Tak hanya itu, kondisi asupan makanan, kesehatan hingga faktor upah yang tidak sesuai juga menjadi alasan.
Kapolres Merauke melalui Kasatpolairud, AKP Okto Samosir,SH mengatakan dari data yang diperoleh pihaknya dari sejumlah ABK yang kabur dari kapal, langkah itu terpaksa dilakukan lantaran mereka sudah jenuh di laut.
“Secara manusiawi, bagaimana dia bisa tahan di laut hingga 5 bulan bahkan ada yang hampir setahun, tidak melihat daratan sama sekali,” ujar Kasat Polair, Senin (5/9/2022).
Menurutnya, perusahaan kapal atau pengelola harusnya bisa memikirkan nasib mereka. Lamanya waktu melaut mencari ikan/cumi mestinya harus diperhitungkan juga. Tidak jarang ada kru kapal yang berujung sakit, karena tidak didukung dengan asupan makanan yang memadai dan jam istirahat yang cukup.
“Ini kami peroleh dari sejumlah ABK yang tidak mau naik kembali ke atas kapal, setelah berlabuh di Pelabuhan Perikanan Nusantara. Mereka lebih memilih mencari pekerjaan di darat, sekalipun kerja serabutan dan tidak memikirkan lagi soal perjanjian kontrak kerja,” ujarnya.
Dengan peristiwa yang terjadi akan berdampak juga bagi perusahaan. Karena harus mencari lagi kru demi kelancaran aktifitas melaut.

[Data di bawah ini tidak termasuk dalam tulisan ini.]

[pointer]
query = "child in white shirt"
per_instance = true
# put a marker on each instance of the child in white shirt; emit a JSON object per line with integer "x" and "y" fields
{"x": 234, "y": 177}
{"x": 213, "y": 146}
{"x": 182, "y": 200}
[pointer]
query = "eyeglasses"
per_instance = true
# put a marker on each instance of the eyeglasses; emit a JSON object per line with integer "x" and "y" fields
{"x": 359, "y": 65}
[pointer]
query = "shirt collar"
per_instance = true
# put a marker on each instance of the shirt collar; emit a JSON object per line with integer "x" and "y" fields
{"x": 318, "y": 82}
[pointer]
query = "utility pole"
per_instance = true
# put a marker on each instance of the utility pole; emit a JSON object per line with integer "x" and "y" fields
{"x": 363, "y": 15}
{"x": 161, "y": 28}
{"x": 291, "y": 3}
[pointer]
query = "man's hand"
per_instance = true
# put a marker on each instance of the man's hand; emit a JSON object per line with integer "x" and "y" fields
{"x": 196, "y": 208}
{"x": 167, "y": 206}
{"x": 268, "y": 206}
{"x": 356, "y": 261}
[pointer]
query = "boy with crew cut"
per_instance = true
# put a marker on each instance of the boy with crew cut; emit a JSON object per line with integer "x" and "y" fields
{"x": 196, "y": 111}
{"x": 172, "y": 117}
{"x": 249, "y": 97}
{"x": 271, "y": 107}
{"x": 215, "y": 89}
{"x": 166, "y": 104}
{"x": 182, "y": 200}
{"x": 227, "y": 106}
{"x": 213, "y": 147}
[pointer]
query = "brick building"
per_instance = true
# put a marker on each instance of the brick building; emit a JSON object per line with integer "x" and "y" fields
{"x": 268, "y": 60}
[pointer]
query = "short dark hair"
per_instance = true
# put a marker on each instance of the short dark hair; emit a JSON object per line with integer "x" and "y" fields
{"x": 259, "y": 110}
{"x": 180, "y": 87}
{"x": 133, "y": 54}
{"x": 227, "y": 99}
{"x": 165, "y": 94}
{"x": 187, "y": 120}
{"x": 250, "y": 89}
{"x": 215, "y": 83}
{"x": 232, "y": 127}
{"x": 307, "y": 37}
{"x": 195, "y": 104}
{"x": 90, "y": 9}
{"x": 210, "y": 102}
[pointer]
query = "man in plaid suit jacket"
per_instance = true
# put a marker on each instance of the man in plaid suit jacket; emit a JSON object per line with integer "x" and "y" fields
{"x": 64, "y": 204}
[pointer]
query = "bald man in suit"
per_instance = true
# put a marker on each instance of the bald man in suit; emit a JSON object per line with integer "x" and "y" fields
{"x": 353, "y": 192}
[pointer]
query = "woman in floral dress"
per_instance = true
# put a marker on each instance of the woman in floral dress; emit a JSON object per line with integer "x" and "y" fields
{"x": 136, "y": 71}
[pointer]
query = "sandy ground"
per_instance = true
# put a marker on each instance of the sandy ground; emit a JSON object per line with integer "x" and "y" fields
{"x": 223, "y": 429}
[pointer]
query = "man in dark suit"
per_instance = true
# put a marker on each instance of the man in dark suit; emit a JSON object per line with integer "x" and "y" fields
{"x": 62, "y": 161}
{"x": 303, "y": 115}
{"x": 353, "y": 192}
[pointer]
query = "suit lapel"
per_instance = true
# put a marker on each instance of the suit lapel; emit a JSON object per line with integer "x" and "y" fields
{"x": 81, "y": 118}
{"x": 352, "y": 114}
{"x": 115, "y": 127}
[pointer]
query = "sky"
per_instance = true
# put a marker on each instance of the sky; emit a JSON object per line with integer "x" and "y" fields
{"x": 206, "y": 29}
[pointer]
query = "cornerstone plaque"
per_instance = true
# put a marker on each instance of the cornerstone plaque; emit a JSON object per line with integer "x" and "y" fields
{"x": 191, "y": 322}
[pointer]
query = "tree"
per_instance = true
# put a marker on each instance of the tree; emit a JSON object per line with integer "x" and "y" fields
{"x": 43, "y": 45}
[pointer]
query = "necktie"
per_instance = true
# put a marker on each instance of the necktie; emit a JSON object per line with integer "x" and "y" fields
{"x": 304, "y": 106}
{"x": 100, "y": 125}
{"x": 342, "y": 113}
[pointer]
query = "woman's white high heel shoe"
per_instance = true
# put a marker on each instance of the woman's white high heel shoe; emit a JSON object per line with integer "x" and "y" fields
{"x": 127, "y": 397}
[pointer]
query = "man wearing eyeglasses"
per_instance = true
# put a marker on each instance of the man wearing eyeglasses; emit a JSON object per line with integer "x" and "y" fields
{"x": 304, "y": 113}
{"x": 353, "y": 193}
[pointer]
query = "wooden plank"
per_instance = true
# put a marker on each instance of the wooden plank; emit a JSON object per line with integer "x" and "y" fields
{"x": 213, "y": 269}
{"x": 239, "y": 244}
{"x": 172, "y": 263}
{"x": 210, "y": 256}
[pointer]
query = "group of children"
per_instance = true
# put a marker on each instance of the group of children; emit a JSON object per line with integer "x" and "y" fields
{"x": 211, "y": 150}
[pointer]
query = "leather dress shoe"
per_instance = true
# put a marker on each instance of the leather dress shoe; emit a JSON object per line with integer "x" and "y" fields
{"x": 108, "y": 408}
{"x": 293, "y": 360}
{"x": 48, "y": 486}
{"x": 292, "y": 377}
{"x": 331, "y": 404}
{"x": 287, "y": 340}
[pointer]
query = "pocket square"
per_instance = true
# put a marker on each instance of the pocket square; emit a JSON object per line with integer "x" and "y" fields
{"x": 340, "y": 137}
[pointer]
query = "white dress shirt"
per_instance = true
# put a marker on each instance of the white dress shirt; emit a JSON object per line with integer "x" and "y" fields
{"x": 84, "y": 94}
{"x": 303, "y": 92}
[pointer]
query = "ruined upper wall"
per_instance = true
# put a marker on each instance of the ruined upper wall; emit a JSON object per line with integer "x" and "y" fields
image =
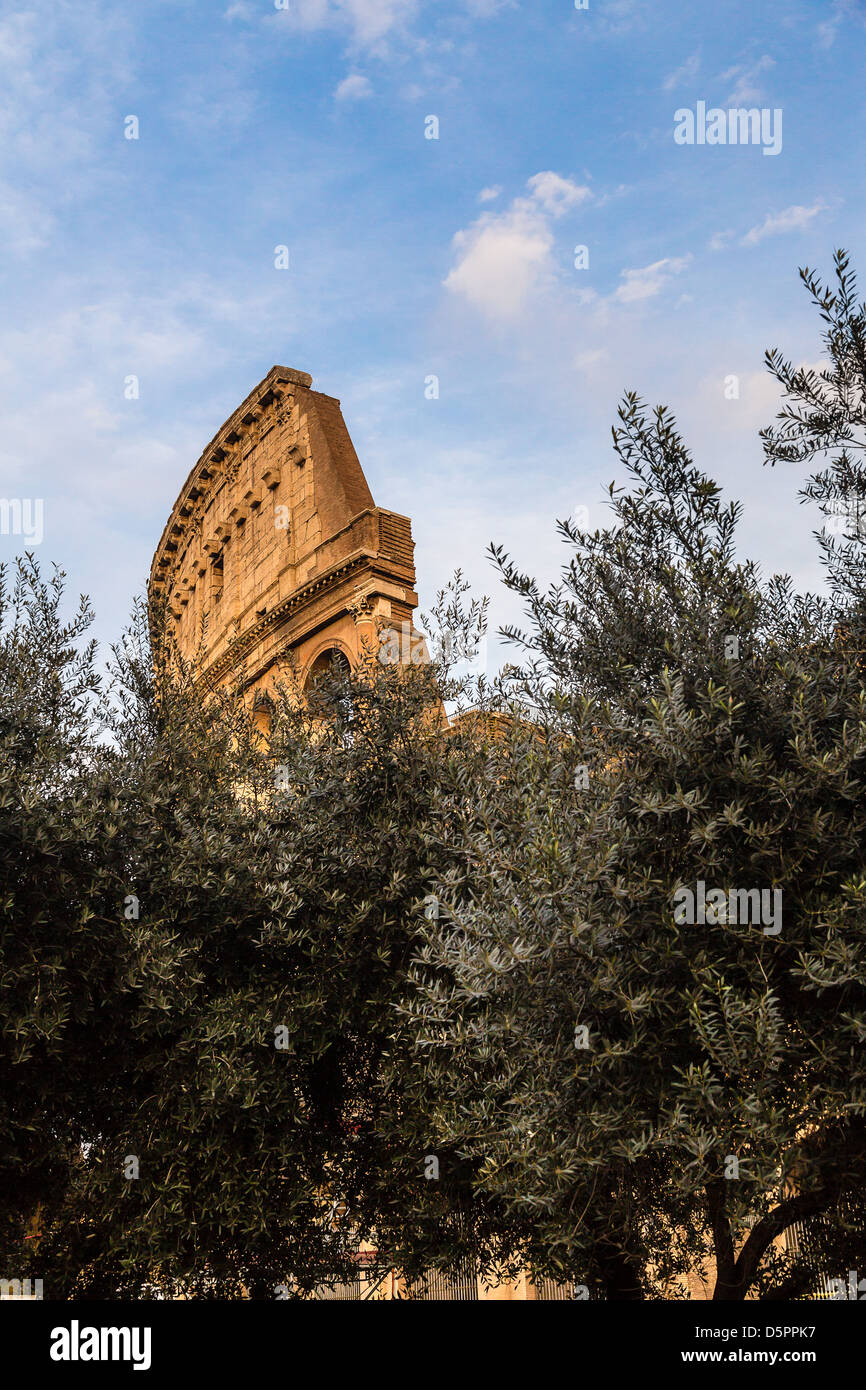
{"x": 275, "y": 531}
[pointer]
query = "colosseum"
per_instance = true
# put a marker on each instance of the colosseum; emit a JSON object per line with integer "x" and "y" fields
{"x": 275, "y": 558}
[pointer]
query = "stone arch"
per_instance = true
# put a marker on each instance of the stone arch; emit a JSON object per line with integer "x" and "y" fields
{"x": 328, "y": 651}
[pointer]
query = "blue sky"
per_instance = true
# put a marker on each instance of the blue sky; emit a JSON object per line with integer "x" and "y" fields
{"x": 410, "y": 257}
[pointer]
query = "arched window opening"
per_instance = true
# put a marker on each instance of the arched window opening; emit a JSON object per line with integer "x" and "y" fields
{"x": 324, "y": 680}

Pihaknya berharap agar dinas terkait juga bisa memikirkan hal tersebut dan mencari jalan keluar yang tepat. Dimana, sebelum pergi melaut, dinas, baiknya melakukan pengecekan terlebih dahulu kesiapan para ABK. Jangan sampai yang ikut berlayar tidak memiliki pengalaman dan kondisi kesehatannya tidak mendukung.
Selama ini setiap ada kasus ABK kabur maupun yang meninggal di atas kapal saat, pihaknya kesulitan akses ke pemilik kapal langsung, karena mereka berada di luar Papua.
“Saya harap ini menjadi perhatian kita bersama. Karena ini bukan pertamakali terjadi, tapi sudah berulang,” pintanya. ( Ami )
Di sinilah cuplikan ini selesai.